The tech industry is used to solving legal problems with patches, but this approach is bankrupt. In a recent paper (Position: No Retroactive Cure for Infringement during Training), researchers in cryptography and security argue that machine unlearning and inference-time guardrails do not nullify liability for the unlawful use of data during training. The legal compliance of generative AI depends on data lineage, not on what the chatbot outputs at the end.
As the study authors emphasize, unauthorized ingestion of content is a legally completed act at the moment of copying. Even if you install the strictest guardrails and prevent the model from quoting protected text, the model weights still operate as fixed copies that retain the expressive value of the original. For a court, this means the initial infringement remains. Attempts to sanitize the model after release will not protect against claims involving contracts, torts, or unfair competition.
The main risk for business here is economic. Licensing agreements and Terms of Service often bypass standard Fair Use defenses.
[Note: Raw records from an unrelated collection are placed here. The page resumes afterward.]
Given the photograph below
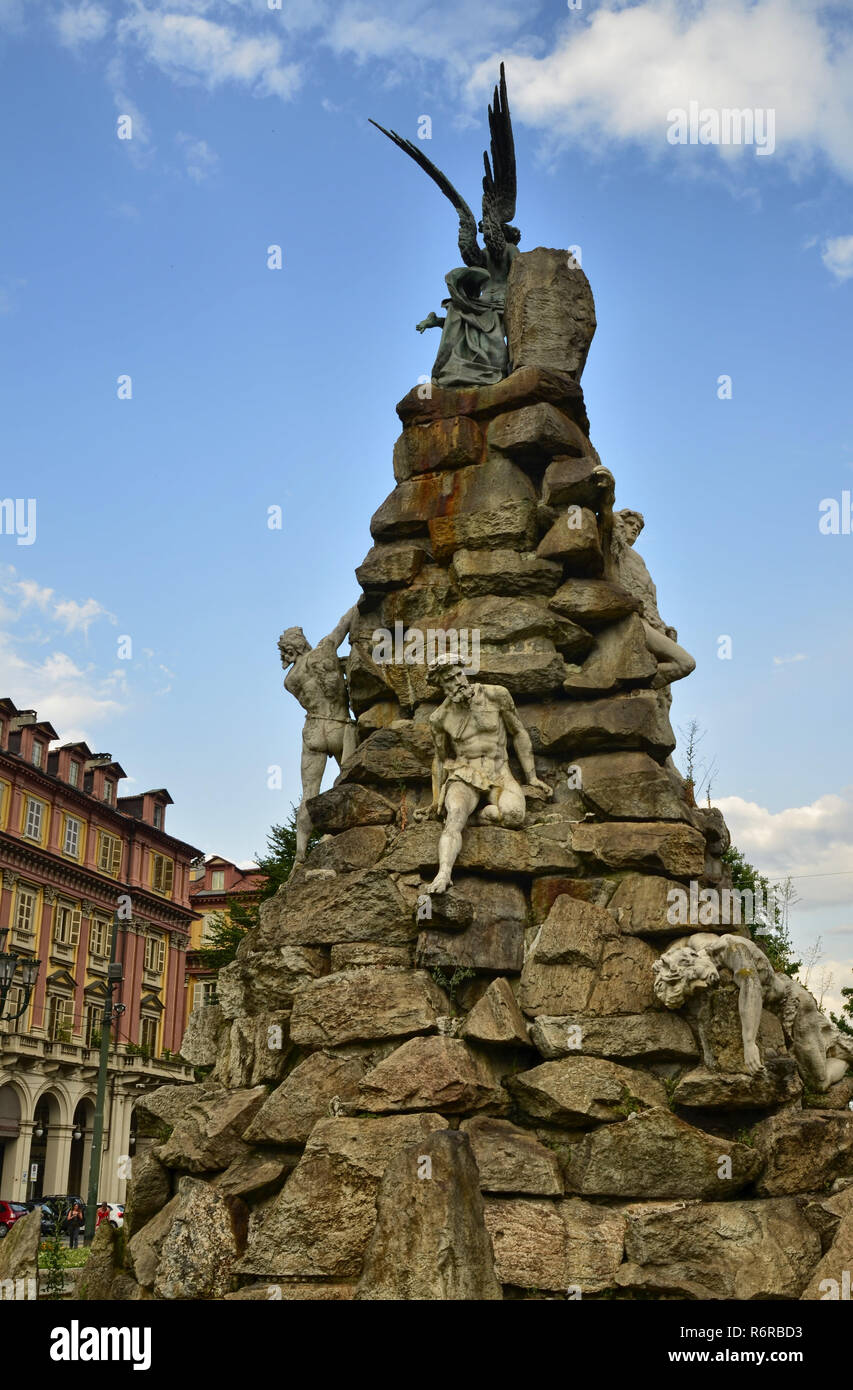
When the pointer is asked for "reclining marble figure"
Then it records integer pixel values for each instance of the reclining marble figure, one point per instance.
(470, 734)
(693, 963)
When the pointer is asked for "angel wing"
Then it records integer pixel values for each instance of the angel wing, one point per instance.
(470, 250)
(499, 178)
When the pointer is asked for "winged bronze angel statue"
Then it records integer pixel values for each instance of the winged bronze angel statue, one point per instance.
(473, 350)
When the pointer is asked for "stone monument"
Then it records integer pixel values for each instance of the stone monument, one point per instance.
(507, 1084)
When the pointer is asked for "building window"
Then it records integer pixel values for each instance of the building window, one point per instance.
(100, 937)
(32, 824)
(163, 873)
(25, 909)
(67, 929)
(147, 1036)
(154, 954)
(60, 1019)
(109, 854)
(204, 994)
(72, 837)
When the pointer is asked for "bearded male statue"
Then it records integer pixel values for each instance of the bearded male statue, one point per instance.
(471, 763)
(317, 681)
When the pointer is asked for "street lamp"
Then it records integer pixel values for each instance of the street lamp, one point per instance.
(10, 962)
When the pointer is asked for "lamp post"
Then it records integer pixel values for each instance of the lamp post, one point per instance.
(10, 963)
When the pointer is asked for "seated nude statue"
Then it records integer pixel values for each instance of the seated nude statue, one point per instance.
(693, 963)
(470, 734)
(318, 684)
(630, 570)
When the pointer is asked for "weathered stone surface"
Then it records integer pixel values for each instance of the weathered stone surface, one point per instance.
(511, 524)
(578, 483)
(429, 1240)
(578, 545)
(834, 1275)
(253, 1178)
(620, 659)
(352, 849)
(555, 1244)
(674, 848)
(357, 906)
(803, 1151)
(652, 1036)
(443, 444)
(359, 1005)
(207, 1136)
(656, 1154)
(20, 1253)
(705, 1090)
(641, 904)
(246, 1058)
(575, 727)
(391, 566)
(511, 1159)
(504, 571)
(293, 1293)
(582, 1090)
(361, 955)
(320, 1223)
(738, 1250)
(266, 979)
(535, 434)
(496, 1018)
(550, 316)
(432, 1073)
(482, 487)
(203, 1037)
(593, 602)
(149, 1191)
(203, 1240)
(157, 1112)
(399, 754)
(521, 388)
(291, 1112)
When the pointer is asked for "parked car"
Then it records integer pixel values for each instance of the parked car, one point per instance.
(10, 1212)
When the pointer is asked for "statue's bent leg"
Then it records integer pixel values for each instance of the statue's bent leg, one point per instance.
(460, 801)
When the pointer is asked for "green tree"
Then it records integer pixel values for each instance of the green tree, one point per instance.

Since the value of protected data is embedded in the weights, the legal system may apply mechanisms such as profit disgorgement or recovery for unjust enrichment. In practice, this means not just fines, but the risk of reaching the model itself by court order. The strategy of 'train first, clean later' is turning into a time bomb.
You must immediately shift focus from post-hoc sanitization to verifiable ex-ante process compliance. If you cannot prove the legality of the data before training, no amount of machine unlearning will prevent a court from addressing the model as a product derived from protected intellectual property.